The-Data-Alchemists-Manipal / MindWave

MindWave is an open-source project designed for beginners to learn about data science, machine learning, deep learning, and reinforcement learning algorithms using Python. The project offers a platform for implementing relevant algorithms, with open-source tools and libraries.
MIT License
96 stars 145 forks source link

GSSOC '23: Speech Emotion Recognition using Deep Learning Network Flow #565

Closed sujanrupu closed 1 year ago

sujanrupu commented 1 year ago

From a machine learning perspective, speech emotion recognition is a classification problem where an input sample (audio) needs to be classified into a few predefined emotions. Of course, the challenge in this problem goes beyond technical – how does one even define emotion and consistently decide the class given an audio sample that can be ambiguous to even humans?

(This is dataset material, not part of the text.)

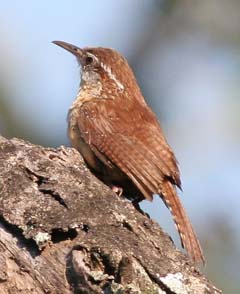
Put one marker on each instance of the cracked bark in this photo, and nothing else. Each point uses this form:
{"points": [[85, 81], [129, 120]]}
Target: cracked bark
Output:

The issue is more pressing for dataset creators, but it also becomes essential while evaluating a trained model. Further below, we will see that our dataset contains two similar-sounding emotions, “calm” and “neutral,” which can be tricky for even humans to ascertain in ambiguous cases. Meanwhile, “angry” and “happy” have prominent differences that the model can quickly learn.

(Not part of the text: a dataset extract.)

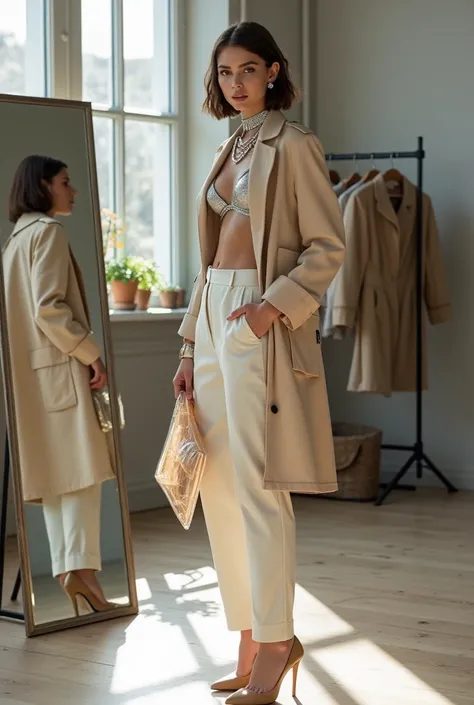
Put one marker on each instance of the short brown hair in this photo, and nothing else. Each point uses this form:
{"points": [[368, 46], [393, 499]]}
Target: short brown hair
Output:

So, it is clear that machine learning models need to delve deeper into the feature extraction and non-linearity of the audio signals to effectively capture the nuanced differences in speech that humans can detect intuitively. Currently, researchers work with audio signals by treating them either as time-series data or using spectrograms to generate numeric and image forms of the audio. All these techniques involve some or the other kind of transformation to the original data, thus making feature loss likely. There is still a need to make machine learning models robust at learning features from audio data – robustness in classification or generation tasks will follow.

khusheekapoor commented 1 year ago

@sujanrupu - you can go ahead! We are assigning you 21 days for this project, after which it will be assigned to someone else if not completed. All the best! Name the file as: algorithm_dataset.ipynb and link it in the readme of the labeled directory as algorithm - dataset.